Intanto dalla Turchia Erdogan ha paragonato Netanyahu a Hitler. Parole dure. Che effetto potrebbero avere sulla situazione in Medio Oriente?

Quella di Erdogan è una posizione coerente con la sua visione di politica interna ed estera della Turchia imposta dal presidente in particolar modo per quanto riguarda l’influenza a livello regionale. Un linguaggio aggressivo che però non trova una corrispondenza sul piano commerciale perché i rapporti in questo campo tra Istanbul e Tel Aviv proseguono in maniera ininterrotta. Semplicemente avvengono attraverso triangolazioni. Per esempio utilizzando la Grecia come attore di transito dei commerci turchi verso Israele. Quindi un conto è la narrazione utilizzata da Erdogan, un altro è l’atto pratico e la sostanza delle scelte economico-commerciali nei confronti di Israele. Per cui nella sostanza le affermazioni confermano la sua posizione e visione, ma non modificano gli equilibri nei confronti del Medio Oriente”.

Gli Stati Uniti hanno detto di essere pronti a scendere in campo al fianco di Israele in caso di una guerra. Siamo vicini ad un nuovo conflitto più ampio di quello attuale?

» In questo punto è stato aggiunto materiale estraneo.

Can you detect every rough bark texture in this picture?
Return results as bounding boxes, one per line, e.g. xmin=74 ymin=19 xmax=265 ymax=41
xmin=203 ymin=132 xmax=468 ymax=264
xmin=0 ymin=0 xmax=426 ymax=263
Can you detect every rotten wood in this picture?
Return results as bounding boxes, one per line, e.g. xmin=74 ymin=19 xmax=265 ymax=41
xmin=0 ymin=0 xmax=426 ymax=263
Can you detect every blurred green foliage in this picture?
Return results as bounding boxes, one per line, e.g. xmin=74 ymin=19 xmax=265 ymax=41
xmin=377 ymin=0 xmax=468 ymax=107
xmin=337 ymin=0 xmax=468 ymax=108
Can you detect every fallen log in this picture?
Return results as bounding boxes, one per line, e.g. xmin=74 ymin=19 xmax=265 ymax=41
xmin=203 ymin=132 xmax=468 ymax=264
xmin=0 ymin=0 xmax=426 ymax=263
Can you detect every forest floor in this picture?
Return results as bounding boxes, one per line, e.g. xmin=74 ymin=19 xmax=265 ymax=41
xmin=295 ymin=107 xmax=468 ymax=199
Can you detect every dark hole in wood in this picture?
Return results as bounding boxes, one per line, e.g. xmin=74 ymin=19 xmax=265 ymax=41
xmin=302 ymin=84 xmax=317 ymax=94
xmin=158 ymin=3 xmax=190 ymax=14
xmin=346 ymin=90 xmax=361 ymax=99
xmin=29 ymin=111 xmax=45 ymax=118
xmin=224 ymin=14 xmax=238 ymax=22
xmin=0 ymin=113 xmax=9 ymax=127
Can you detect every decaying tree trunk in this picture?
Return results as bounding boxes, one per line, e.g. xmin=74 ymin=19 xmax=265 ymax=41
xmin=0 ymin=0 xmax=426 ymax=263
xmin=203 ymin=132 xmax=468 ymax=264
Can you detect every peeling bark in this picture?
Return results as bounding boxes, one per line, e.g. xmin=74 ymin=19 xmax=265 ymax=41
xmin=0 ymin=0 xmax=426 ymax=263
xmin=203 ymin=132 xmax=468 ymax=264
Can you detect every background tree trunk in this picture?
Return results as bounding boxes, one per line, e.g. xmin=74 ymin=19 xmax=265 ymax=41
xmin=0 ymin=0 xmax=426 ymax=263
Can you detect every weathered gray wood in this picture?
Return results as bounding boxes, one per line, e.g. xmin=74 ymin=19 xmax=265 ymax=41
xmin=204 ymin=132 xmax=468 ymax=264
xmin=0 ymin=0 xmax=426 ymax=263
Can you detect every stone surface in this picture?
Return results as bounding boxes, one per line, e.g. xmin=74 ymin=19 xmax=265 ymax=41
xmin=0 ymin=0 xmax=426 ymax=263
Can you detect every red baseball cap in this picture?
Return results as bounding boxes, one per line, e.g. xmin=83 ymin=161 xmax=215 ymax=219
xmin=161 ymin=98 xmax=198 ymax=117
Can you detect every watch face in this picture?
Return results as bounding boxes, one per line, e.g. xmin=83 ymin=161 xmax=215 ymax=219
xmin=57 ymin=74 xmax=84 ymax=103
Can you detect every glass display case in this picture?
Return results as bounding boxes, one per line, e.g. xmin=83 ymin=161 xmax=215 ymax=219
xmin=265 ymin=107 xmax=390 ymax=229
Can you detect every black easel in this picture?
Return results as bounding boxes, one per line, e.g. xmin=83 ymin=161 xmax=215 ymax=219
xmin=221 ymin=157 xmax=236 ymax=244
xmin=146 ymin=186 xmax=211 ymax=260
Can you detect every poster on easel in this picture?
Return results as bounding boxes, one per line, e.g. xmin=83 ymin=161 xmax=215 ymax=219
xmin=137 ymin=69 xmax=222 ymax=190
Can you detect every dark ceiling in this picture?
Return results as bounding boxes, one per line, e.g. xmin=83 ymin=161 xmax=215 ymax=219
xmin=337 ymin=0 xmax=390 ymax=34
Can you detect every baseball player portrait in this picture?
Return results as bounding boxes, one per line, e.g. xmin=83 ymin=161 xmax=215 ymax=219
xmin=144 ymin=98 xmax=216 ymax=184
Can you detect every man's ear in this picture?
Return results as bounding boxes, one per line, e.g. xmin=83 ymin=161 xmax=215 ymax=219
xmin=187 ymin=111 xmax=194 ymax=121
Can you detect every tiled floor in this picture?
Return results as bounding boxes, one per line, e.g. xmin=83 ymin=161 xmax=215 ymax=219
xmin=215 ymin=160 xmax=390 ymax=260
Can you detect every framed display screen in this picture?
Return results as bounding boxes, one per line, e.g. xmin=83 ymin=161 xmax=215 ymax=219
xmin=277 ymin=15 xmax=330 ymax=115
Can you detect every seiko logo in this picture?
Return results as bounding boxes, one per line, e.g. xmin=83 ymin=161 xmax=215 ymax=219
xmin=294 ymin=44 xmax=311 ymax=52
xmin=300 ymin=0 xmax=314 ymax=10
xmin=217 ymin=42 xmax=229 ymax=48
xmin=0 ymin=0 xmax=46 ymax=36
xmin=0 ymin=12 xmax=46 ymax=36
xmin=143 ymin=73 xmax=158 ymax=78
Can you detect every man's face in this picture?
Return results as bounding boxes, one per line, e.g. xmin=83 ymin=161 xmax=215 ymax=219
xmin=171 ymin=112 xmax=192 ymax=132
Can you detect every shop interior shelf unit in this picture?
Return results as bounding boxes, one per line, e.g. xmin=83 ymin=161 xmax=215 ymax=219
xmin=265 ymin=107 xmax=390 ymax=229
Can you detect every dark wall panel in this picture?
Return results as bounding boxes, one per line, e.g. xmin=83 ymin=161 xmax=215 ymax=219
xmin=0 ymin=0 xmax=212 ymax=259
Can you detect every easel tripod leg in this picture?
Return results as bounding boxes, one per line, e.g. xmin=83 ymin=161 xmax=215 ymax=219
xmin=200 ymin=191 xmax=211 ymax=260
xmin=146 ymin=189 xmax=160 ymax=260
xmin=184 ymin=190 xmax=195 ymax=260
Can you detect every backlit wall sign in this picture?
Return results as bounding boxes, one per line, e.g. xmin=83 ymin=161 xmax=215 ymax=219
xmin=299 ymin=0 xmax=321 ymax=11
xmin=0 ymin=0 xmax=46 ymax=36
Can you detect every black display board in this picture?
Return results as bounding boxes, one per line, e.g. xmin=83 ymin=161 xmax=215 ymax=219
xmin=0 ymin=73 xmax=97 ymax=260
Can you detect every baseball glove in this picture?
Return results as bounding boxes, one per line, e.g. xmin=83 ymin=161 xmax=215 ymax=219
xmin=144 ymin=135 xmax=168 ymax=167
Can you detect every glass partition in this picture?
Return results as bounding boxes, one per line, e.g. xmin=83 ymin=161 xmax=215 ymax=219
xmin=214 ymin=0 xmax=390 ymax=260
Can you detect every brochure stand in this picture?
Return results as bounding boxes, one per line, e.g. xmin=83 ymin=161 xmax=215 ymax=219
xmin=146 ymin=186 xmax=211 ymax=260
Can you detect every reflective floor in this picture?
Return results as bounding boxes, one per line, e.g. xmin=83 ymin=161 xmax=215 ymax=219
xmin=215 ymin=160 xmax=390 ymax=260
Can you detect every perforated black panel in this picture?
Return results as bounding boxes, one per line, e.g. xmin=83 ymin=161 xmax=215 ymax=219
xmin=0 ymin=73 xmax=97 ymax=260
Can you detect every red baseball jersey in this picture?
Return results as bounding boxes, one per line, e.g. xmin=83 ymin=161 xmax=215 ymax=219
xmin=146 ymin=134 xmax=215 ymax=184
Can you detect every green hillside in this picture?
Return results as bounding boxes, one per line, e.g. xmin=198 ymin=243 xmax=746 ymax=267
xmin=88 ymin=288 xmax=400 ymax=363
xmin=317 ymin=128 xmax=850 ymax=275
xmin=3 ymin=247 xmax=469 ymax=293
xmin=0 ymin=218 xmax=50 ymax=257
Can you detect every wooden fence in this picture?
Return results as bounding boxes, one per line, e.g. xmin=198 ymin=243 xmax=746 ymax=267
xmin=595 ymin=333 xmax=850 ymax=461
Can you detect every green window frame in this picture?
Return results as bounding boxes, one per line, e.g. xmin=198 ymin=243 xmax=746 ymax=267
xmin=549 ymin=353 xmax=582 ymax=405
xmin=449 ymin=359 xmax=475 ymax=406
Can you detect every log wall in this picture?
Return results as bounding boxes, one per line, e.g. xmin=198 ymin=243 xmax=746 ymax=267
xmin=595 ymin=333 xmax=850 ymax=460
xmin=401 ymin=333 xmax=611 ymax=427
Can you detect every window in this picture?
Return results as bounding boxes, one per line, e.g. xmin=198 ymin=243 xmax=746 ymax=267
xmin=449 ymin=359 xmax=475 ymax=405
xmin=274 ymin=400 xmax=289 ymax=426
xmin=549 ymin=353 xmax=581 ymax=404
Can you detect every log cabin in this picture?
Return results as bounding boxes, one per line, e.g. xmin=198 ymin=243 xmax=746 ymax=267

Gli Stati Uniti hanno confermato un fatto consolidato dal punto di vista storico: il sostegno indiscusso e incondizionato nei confronti di Israele, che rimane non soltanto il principale alleato a livello regionale, ma anche quello sul piano in termini di sostegno militare diretto. Una scelta coerente perché dà agli Usa una certezza di un Paese amico e di una zona sicura dalla quale eventualmente intervenire a livello regionale. Quindi nel caso dovesse concretizzarsi l’ipotesi di un conflitto tra Israele e Hezbollah, Washington sosterrebbero Israele. Lo scenario di una guerra è verosimile. L’opzione militare è concreta per quanto dal punto di vista diplomatico ci siano molte ritrosie e una posizione ferma sulla necessità di limitare questa ipotesi. Nessuno vuole un conflitto. E’ l’Iran che spinge su Hezbollah per aprire un nuovo fronte che vede coinvolto e impegnato Israele dovendo così disperdere le forze su diversi fronti. Quindi dietro a tutto questo dobbiamo guardare alla capacità di influenza e di sostegno iraniana e al tempo stesso quanto Tel Aviv è in grado di sostenere la situazione senza lasciarsi trascinare in una guerra che non vuole”.

La questione Libano allontana la possibilità di una pace a Gaza?

La questione in Libano da un lato allontana dall’ipotesi di una pace a Gaza perché vedrebbe Hamas molto interessato e sarebbe il primo beneficiario di una ipotesi di guerra aperta tra Israele e Hezbollah. Perché? Tel Aviv dovrebbe ridurre la pressione militare su Gaza e questo darebbe maggiore margine di manovra per i gruppi di combattimento palestinesi per colpire in modo più efficace le residue truppe israeliane presenti sul proprio territorio. Per tanto vi è una probabilità sostanziale di ridimensionamento dell’opzione di un dialogo negoziale tra le parti. Non avendo mai aderito ad un negoziato, Hamas ad oggi non ha nessuna interesse a diminuire la propria azione. Per conto Israele avrebbe voglia di fare un passo indietro su Gaza, ma non senza aver raggiunto gli obiettivi principali: il recupero dei prigionieri o dei loro corpi e distruggere Hamas nella sua natura militare e politica. Due cose non conciliabili e questo è il grosso problema che di fatto impedisce una soluzione negoziale tra le parti“.